Appendicular Skeleton: bones of your arms and legs.
Example bones (some): sternum, kneecap, collarbone, shoulder blade, upper arm bone, ribs, spinal column, hip crest, pelvis, forearm bones (radius, ulna), wrist bones, hand bones, foot bones, thigh bone, shin bone, calf bone.
Bone Health and Changes Over Time
Bone is living tissue; it's constantly being rebuilt (remodeling) where old bone is removed (by osteoclasts) and new bone is formed (by osteoblasts).
Osteoporosis: when bone rebuilding gets messed up, leading to less bone density and a higher risk of broken bones.
Common broken bone spots: hip, spine, wrist.
Peak bone mass: the strongest bones you'll have, usually reached around age 20; influenced by your genes and lifestyle; menopause and getting enough calcium/vitamin D are important.
Practical tip: stay physically active to build strong bones, especially important for women.
Why Exercise Helps Bones
Wolff's Law: states that bone grows stronger where it gets stressed.
Exercises that put weight on your bones (like running, lifting weights) make your bones denser.
Especially, exercises where you resist lengthening (eccentric loading) seem great for bone growth.

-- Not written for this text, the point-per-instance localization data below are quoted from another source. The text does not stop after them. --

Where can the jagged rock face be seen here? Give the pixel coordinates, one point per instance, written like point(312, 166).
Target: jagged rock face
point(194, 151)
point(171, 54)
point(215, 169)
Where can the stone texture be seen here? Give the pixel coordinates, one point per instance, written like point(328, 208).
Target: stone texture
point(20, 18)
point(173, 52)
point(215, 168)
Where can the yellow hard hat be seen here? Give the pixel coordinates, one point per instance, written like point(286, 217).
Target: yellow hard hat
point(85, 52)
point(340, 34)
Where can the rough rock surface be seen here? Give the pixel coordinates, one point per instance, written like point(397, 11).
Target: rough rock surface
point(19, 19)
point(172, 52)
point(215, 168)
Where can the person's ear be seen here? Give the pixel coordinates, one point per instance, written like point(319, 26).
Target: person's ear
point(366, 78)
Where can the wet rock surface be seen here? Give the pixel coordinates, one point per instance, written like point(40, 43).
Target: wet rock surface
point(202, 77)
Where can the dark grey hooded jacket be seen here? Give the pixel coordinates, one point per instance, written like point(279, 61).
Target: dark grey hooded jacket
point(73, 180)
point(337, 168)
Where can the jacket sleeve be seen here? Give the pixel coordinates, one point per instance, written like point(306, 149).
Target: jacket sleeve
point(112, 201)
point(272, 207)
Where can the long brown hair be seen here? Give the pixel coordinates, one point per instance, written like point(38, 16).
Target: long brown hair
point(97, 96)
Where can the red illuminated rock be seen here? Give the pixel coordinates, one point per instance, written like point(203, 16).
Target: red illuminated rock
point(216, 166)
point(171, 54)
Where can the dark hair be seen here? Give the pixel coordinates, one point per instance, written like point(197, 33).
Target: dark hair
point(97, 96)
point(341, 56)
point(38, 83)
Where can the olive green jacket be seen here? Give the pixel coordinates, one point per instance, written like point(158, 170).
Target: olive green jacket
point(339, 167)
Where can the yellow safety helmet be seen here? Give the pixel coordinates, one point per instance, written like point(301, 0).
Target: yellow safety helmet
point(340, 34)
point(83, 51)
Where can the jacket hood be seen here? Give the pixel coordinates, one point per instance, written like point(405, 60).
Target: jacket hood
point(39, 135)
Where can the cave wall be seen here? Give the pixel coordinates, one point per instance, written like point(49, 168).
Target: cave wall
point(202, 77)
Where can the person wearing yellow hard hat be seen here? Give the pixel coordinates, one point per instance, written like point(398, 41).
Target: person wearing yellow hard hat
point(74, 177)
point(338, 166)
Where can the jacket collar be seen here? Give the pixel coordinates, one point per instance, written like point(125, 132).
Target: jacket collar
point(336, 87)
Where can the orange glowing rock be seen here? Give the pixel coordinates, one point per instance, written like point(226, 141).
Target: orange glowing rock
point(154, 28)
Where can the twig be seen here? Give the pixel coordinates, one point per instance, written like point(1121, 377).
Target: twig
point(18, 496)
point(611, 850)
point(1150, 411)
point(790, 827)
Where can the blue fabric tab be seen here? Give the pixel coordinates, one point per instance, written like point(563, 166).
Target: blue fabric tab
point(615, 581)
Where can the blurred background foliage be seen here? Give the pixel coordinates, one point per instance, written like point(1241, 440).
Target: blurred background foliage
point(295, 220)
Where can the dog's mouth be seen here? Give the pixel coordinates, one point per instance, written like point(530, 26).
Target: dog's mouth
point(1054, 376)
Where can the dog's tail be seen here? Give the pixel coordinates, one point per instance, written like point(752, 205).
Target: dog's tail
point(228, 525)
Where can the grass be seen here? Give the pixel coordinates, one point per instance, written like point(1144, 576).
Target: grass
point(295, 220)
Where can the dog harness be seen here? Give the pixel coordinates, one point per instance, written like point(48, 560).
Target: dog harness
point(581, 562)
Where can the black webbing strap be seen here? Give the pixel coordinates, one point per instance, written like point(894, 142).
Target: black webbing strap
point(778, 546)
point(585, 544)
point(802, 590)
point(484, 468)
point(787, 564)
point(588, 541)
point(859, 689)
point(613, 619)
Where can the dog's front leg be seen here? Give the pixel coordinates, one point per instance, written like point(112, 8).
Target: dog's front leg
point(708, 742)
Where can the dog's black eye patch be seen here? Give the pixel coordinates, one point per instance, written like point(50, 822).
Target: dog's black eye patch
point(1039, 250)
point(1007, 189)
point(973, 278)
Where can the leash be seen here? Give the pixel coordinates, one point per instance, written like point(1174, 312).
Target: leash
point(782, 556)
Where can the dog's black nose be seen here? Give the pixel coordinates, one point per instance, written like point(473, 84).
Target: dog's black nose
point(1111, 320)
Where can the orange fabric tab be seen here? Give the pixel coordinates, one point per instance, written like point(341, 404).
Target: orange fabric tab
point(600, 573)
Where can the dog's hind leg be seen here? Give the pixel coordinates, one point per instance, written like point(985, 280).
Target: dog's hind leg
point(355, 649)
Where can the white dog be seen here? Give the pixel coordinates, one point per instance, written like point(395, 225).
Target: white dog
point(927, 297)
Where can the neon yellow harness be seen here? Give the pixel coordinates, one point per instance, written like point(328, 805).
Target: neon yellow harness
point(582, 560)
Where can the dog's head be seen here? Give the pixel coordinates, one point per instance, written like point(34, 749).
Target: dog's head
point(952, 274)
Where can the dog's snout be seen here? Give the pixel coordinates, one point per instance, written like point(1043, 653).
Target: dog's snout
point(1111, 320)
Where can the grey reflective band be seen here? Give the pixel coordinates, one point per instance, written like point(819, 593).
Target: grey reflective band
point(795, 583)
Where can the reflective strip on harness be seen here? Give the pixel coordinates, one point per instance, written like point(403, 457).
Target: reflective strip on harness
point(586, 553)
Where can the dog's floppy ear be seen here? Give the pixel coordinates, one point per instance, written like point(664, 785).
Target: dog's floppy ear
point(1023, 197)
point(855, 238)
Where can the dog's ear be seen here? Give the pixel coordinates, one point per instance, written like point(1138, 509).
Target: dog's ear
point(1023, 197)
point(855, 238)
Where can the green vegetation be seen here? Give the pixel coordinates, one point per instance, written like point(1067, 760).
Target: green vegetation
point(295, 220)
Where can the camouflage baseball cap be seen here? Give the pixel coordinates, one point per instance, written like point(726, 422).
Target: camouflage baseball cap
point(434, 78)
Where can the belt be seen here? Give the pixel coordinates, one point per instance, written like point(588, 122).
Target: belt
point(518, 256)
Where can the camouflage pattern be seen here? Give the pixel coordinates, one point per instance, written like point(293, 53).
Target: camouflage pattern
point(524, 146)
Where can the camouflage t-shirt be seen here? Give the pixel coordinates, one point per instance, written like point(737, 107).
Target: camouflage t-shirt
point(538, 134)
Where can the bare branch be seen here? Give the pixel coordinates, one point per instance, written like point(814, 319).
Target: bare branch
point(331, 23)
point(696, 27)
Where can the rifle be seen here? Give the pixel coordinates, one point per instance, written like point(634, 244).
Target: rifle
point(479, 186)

More mechanical stress is good for both muscles and bones.
Tendons and Ligaments
Tendons: connect muscles to bones; mostly strong collagen fibers; built to handle the pulling force from muscles.
Ligaments: connect bones to other bones; also mostly collagen but contain some elastin (a stretchy protein).
The stretchy nature of ligaments helps keep joints stable while allowing them to move.